Até Que a Música Pare, dirigido por Cristiane Oliveira, nos leva a um pedaço do sul do Brasil onde a cultura italiana e o catolicismo moldam a vida de toda uma comunidade. O filme, com sua narrativa sutil e melancólica, nos coloca no centro de um casamento à beira de revelações, à medida que Chiara, a matriarca, embarca em uma jornada de descobertas sobre o marido Alfredo e, consequentemente, sobre si mesma. A trama, aparentemente simples, esconde camadas de crítica social e explorações emocionais profundas.
A história gira em torno de Chiara, que, após ver seus filhos saírem de casa, decide acompanhar o marido em uma de suas viagens de trabalho pela Serra Gaúcha. Alfredo, com seu modesto trabalho de fornecedor de produtos para bares, parece levar uma vida rotineira e sem surpresas. No entanto, quando Chiara começa a observar mais de perto as atividades do marido, descobre pequenas transgressões que abrem brechas para desconfianças maiores. O filme nos conduz lentamente através de uma tensão contida, onde o silêncio e os olhares são tão importantes quanto os diálogos.
A diretora acerta ao manter o foco na relação entre os dois protagonistas. Até que a Música Pare é um estudo delicado sobre um casamento desgastado pelo tempo e pelas perdas que a vida impõe. A presença constante da memória do filho falecido permeia as interações do casal, especialmente para Chiara, que tenta equilibrar sua dor com as novas descobertas sobre Alfredo. A atuação de Cibele Tedesco, como Chiara, transmite uma profunda melancolia, reforçada pelos cenários vazios e pela solidão silenciosa do interior do Rio Grande do Sul.
Um dos aspectos mais intrigantes do filme é a forma como a diretora explora a relação de Chiara com a tartaruga, presenteada por Alfredo, e que ela eventualmente começa a ver como a reencarnação de seu filho. Aqui, elementos de misticismo são apresentados de maneira sutil à trama, adicionando uma camada que contrasta com o realismo seco da vida cotidiana da personagem. Essa mistura entre o simbólico e o concreto faz com que o filme adquira uma aura poética, sem nunca perder de vista os dilemas humanos em jogo.
Até que a Música Pare não se limita a ser apenas um drama familiar. O filme é também uma crítica silenciosa à sociedade conservadora e preconceituosa em que o casal está inserido. A religião católica, com seus dogmas e tradições, domina o ambiente e as conversas, e vemos como isso afeta diretamente a vida de Chiara e Alfredo. A presença de Luca, um jovem budista que apresenta a Chiara a filosofia da transmigração das almas, oferece uma válvula de escape para a protagonista, que começa a questionar a rigidez de sua própria fé e as limitações impostas pela sua comunidade.

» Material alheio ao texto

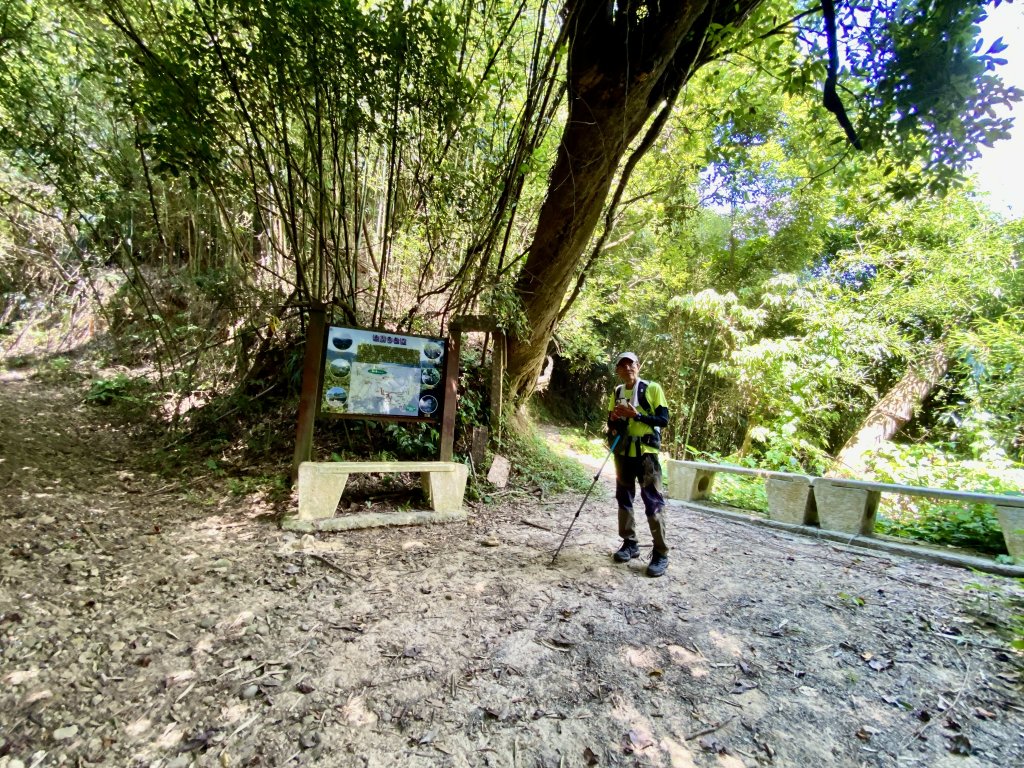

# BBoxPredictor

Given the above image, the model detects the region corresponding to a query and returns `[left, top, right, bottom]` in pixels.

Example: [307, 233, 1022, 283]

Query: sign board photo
[319, 326, 447, 422]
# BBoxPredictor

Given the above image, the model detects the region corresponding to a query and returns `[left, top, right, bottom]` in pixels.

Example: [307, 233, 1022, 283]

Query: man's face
[615, 358, 640, 387]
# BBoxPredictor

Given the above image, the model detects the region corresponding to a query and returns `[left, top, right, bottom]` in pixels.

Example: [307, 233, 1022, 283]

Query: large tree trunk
[828, 344, 949, 477]
[508, 0, 762, 402]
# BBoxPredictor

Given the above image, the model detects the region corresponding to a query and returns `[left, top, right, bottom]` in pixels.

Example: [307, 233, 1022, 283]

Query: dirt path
[0, 373, 1024, 768]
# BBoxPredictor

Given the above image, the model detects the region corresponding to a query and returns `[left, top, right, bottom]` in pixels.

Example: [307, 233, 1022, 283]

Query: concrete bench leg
[765, 477, 818, 525]
[995, 506, 1024, 559]
[420, 464, 469, 512]
[298, 462, 348, 520]
[668, 460, 715, 502]
[814, 480, 882, 536]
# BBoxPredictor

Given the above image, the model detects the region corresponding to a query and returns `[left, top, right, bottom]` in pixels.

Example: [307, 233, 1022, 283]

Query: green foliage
[869, 444, 1024, 555]
[384, 422, 440, 460]
[503, 432, 593, 496]
[85, 374, 150, 406]
[712, 472, 768, 515]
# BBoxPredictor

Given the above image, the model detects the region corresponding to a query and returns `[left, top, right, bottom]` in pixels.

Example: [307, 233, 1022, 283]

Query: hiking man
[608, 352, 669, 577]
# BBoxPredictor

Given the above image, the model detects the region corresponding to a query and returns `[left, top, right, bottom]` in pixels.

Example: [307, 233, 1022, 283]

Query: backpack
[608, 379, 662, 454]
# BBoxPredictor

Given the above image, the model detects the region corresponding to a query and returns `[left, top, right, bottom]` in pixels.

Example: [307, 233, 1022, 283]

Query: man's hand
[611, 402, 640, 419]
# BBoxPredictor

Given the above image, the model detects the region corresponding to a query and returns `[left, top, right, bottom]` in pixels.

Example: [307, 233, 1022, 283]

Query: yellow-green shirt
[608, 380, 669, 456]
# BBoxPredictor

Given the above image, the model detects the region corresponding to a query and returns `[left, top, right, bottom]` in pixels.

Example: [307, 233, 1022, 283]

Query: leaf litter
[0, 373, 1024, 768]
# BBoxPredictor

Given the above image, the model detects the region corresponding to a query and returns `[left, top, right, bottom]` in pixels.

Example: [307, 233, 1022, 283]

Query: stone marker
[469, 427, 487, 467]
[487, 454, 512, 488]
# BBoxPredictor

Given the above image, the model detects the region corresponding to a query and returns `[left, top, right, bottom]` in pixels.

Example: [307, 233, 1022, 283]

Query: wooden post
[439, 323, 462, 462]
[490, 331, 508, 445]
[292, 305, 327, 482]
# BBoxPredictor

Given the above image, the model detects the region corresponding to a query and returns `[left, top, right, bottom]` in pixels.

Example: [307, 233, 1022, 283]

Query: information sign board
[319, 326, 447, 421]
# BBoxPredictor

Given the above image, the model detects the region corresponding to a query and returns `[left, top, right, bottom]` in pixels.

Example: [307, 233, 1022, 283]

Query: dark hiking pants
[615, 454, 669, 555]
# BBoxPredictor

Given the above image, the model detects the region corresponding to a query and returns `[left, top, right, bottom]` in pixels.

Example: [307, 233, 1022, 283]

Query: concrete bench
[667, 459, 818, 525]
[282, 462, 469, 531]
[811, 477, 1024, 557]
[666, 459, 1024, 558]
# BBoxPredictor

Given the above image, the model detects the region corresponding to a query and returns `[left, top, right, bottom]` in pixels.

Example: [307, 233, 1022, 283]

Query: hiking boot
[647, 552, 669, 577]
[612, 539, 640, 562]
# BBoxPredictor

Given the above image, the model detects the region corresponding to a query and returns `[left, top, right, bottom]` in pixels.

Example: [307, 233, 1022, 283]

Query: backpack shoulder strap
[637, 379, 650, 414]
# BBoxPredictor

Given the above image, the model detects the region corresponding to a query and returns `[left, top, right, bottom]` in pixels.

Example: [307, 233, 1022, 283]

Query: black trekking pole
[548, 434, 622, 568]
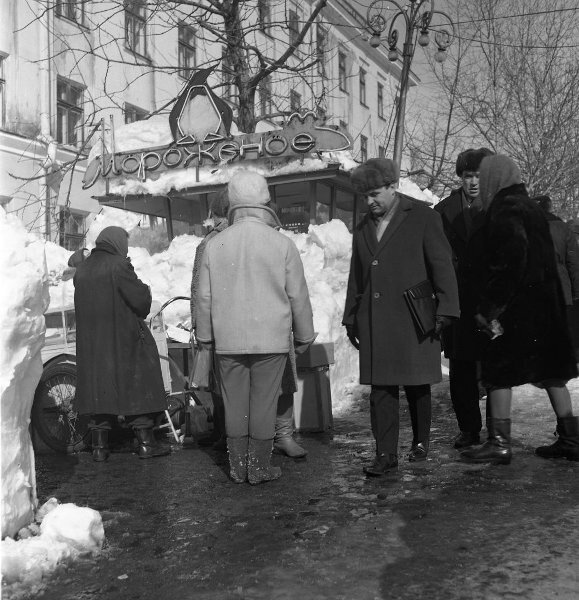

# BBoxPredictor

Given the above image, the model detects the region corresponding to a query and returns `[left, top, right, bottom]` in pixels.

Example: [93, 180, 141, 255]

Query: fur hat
[227, 169, 269, 207]
[209, 188, 229, 218]
[350, 158, 400, 194]
[456, 148, 494, 177]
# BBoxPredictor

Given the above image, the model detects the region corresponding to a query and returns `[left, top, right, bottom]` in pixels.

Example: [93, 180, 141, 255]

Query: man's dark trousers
[449, 358, 482, 433]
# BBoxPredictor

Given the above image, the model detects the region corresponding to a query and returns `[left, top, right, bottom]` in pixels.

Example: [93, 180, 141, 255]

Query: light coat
[342, 198, 459, 385]
[196, 205, 315, 354]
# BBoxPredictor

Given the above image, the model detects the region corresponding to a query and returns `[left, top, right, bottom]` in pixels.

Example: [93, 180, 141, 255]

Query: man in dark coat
[434, 148, 492, 448]
[74, 227, 169, 462]
[533, 195, 579, 361]
[342, 159, 459, 476]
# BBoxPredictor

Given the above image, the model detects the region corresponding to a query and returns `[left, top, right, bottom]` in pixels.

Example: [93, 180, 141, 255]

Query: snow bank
[0, 208, 48, 538]
[1, 498, 105, 584]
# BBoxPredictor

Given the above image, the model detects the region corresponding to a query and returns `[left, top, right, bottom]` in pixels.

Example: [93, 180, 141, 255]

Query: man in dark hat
[342, 158, 459, 476]
[434, 148, 492, 449]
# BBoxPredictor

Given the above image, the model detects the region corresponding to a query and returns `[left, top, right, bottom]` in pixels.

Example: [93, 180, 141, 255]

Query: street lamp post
[366, 0, 454, 165]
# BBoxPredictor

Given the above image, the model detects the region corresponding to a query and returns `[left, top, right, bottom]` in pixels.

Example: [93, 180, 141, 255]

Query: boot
[362, 454, 398, 477]
[408, 440, 429, 462]
[535, 417, 579, 460]
[135, 427, 171, 458]
[227, 436, 249, 483]
[247, 438, 281, 485]
[462, 418, 512, 465]
[273, 417, 308, 458]
[91, 429, 110, 462]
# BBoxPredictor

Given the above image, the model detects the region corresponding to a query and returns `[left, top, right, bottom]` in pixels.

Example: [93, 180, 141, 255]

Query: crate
[294, 343, 334, 432]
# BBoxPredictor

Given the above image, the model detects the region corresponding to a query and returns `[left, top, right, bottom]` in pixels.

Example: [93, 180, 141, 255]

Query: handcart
[31, 296, 206, 454]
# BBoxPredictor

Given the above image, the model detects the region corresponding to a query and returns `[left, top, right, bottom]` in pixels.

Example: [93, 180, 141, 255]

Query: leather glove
[434, 315, 453, 338]
[346, 325, 360, 350]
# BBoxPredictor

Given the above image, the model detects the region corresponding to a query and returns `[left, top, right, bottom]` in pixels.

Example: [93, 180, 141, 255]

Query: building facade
[0, 0, 416, 249]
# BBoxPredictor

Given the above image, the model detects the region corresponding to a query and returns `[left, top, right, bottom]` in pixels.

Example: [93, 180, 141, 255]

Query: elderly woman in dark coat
[74, 227, 169, 462]
[342, 159, 459, 477]
[463, 155, 579, 464]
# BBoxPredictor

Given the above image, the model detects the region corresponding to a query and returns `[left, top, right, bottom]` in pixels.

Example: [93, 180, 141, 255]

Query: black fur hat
[456, 148, 494, 177]
[350, 158, 400, 194]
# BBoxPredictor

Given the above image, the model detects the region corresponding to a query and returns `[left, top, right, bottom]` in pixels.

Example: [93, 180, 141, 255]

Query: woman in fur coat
[463, 155, 579, 464]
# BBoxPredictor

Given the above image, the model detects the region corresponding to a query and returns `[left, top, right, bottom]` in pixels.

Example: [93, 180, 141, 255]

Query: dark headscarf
[479, 154, 523, 210]
[95, 227, 129, 258]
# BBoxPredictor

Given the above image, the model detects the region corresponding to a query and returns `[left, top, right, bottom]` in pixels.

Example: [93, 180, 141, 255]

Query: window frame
[177, 21, 197, 80]
[58, 207, 87, 250]
[123, 0, 147, 58]
[376, 82, 384, 119]
[360, 134, 368, 162]
[338, 50, 348, 94]
[359, 67, 368, 108]
[123, 102, 149, 125]
[56, 76, 86, 148]
[54, 0, 88, 27]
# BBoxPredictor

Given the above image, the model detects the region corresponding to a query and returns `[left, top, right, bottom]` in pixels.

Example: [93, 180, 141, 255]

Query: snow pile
[0, 208, 48, 537]
[1, 498, 105, 590]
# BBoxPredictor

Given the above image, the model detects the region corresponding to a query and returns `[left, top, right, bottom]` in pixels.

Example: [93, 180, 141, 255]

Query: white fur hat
[227, 169, 270, 207]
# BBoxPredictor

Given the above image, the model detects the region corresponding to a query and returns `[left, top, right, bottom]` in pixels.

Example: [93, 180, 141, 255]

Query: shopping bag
[404, 279, 437, 335]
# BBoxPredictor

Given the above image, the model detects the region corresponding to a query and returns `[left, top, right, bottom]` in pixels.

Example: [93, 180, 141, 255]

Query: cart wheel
[30, 362, 90, 454]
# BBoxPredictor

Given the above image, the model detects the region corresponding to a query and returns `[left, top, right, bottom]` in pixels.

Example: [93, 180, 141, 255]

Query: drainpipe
[38, 2, 54, 240]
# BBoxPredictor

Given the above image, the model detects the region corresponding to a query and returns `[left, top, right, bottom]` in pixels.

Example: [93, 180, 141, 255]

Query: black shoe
[454, 431, 480, 450]
[408, 442, 428, 462]
[363, 454, 398, 477]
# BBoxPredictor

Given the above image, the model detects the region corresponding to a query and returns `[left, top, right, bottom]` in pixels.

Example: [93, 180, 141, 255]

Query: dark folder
[404, 280, 437, 335]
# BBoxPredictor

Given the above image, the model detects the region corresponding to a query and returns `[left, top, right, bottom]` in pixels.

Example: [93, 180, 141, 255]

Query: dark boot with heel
[91, 429, 111, 462]
[461, 418, 512, 465]
[135, 428, 171, 458]
[535, 417, 579, 461]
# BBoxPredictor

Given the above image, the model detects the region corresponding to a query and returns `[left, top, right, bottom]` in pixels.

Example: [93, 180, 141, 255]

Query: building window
[316, 23, 328, 77]
[360, 69, 366, 106]
[0, 54, 6, 127]
[125, 0, 147, 56]
[179, 23, 197, 79]
[287, 9, 300, 46]
[378, 83, 384, 119]
[59, 208, 86, 250]
[56, 77, 84, 146]
[258, 79, 272, 117]
[290, 90, 302, 112]
[360, 135, 368, 162]
[221, 46, 235, 102]
[338, 52, 348, 92]
[123, 102, 149, 123]
[257, 0, 271, 35]
[55, 0, 87, 25]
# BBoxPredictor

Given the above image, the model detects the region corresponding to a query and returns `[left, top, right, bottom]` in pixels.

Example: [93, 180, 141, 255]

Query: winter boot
[91, 429, 110, 462]
[135, 427, 171, 458]
[227, 436, 249, 483]
[273, 417, 308, 458]
[535, 417, 579, 460]
[247, 438, 281, 485]
[462, 418, 512, 465]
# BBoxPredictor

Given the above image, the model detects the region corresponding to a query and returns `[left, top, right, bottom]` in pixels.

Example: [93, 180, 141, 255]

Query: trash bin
[294, 342, 334, 432]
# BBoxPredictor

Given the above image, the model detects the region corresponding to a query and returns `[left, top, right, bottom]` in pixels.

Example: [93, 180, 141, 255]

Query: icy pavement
[2, 381, 579, 600]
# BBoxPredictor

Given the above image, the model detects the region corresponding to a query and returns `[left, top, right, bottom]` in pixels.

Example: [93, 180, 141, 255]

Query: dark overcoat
[74, 249, 166, 415]
[478, 184, 577, 387]
[342, 198, 459, 385]
[434, 188, 487, 360]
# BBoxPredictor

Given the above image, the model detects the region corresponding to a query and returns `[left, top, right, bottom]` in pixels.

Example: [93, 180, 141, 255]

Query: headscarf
[95, 226, 129, 258]
[479, 154, 523, 210]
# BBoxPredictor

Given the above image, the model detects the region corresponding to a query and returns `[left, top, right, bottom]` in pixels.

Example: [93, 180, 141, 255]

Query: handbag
[404, 279, 437, 335]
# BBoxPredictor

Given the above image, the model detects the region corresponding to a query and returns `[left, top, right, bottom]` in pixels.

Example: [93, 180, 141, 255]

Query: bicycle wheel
[30, 362, 90, 454]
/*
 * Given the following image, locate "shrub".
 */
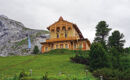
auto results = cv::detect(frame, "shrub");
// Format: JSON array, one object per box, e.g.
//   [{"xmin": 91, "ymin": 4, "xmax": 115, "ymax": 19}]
[
  {"xmin": 19, "ymin": 71, "xmax": 29, "ymax": 80},
  {"xmin": 70, "ymin": 54, "xmax": 89, "ymax": 65},
  {"xmin": 93, "ymin": 68, "xmax": 130, "ymax": 80},
  {"xmin": 42, "ymin": 72, "xmax": 49, "ymax": 80},
  {"xmin": 33, "ymin": 46, "xmax": 39, "ymax": 54}
]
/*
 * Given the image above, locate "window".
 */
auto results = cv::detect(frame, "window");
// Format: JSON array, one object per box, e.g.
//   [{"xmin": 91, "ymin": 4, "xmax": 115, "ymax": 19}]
[
  {"xmin": 60, "ymin": 44, "xmax": 63, "ymax": 48},
  {"xmin": 51, "ymin": 29, "xmax": 54, "ymax": 32},
  {"xmin": 51, "ymin": 45, "xmax": 53, "ymax": 50},
  {"xmin": 62, "ymin": 26, "xmax": 66, "ymax": 31},
  {"xmin": 65, "ymin": 44, "xmax": 68, "ymax": 48},
  {"xmin": 79, "ymin": 44, "xmax": 82, "ymax": 48},
  {"xmin": 56, "ymin": 27, "xmax": 60, "ymax": 32},
  {"xmin": 57, "ymin": 33, "xmax": 59, "ymax": 38},
  {"xmin": 68, "ymin": 27, "xmax": 71, "ymax": 30},
  {"xmin": 56, "ymin": 45, "xmax": 58, "ymax": 49},
  {"xmin": 74, "ymin": 44, "xmax": 76, "ymax": 49},
  {"xmin": 45, "ymin": 47, "xmax": 48, "ymax": 51}
]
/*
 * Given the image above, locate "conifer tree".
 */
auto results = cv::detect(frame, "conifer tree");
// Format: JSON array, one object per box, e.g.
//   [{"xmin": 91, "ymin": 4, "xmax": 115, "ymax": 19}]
[
  {"xmin": 94, "ymin": 21, "xmax": 111, "ymax": 48},
  {"xmin": 108, "ymin": 30, "xmax": 125, "ymax": 51}
]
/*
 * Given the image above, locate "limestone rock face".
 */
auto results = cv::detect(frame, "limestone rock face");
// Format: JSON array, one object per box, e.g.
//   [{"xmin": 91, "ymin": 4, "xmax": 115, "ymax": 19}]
[{"xmin": 0, "ymin": 15, "xmax": 48, "ymax": 56}]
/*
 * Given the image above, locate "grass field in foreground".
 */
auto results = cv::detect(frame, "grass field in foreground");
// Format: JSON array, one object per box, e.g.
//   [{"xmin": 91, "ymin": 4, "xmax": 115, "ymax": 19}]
[{"xmin": 0, "ymin": 54, "xmax": 95, "ymax": 80}]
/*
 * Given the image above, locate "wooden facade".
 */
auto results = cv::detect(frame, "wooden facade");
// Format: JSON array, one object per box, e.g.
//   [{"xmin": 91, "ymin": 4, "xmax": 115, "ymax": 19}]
[{"xmin": 41, "ymin": 17, "xmax": 90, "ymax": 53}]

O filme, em muitos momentos, reflete sobre a alienação vivida por uma geração de brasileiros que, em meio a um cenário político conturbado, votaram em figuras populistas e autoritárias. Alfredo representa essa mentalidade, com seus comentários breves mas reveladores sobre a política. Cristiane Oliveira, sem ser excessivamente didática, deixa claras as tensões políticas e sociais presentes na vida do casal, adicionando uma camada extra de complexidade ao longa.
A cinematografia de Julia Zakia é um dos grandes destaques do filme. A paleta de cores suave e rica reforça o sentimento de nostalgia e melancolia, enquanto os vastos campos da Serra Gaúcha servem como pano de fundo para a solidão de Chiara. O uso de luz e sombra ajuda a acentuar o clima de mistério e a sensação de que algo sempre está escondido nas entrelinhas da vida do casal. A estética do filme é cuidadosamente construída para refletir o estado emocional da protagonista.
Embora o ritmo lento possa afastar alguns espectadores, é no seu tempo que o filme encontra sua força. Até que a Música Pare exige paciência, mas recompensa aqueles que estão dispostos a mergulhar na psique de Chiara. É um filme que fala mais pelos gestos contidos e pelos silêncios compartilhados do que pelos grandes eventos dramáticos. A beleza está na sutileza com que a história acontece e na maneira como somos convidados a observar, junto com a protagonista, as pequenas rachaduras no casamento e na vida que ela achava conhecer.
No final, Até que a Música Pare é uma história de libertação pessoal. Chiara, através de suas descobertas e de sua conexão com o budismo, encontra uma forma de redescobrir o amor próprio e, talvez, de entender melhor a vida que levou até então. É um filme sobre segredos e revelações, mas, acima de tudo, sobre a busca por significado em meio à dor e à monotonia da existência diária.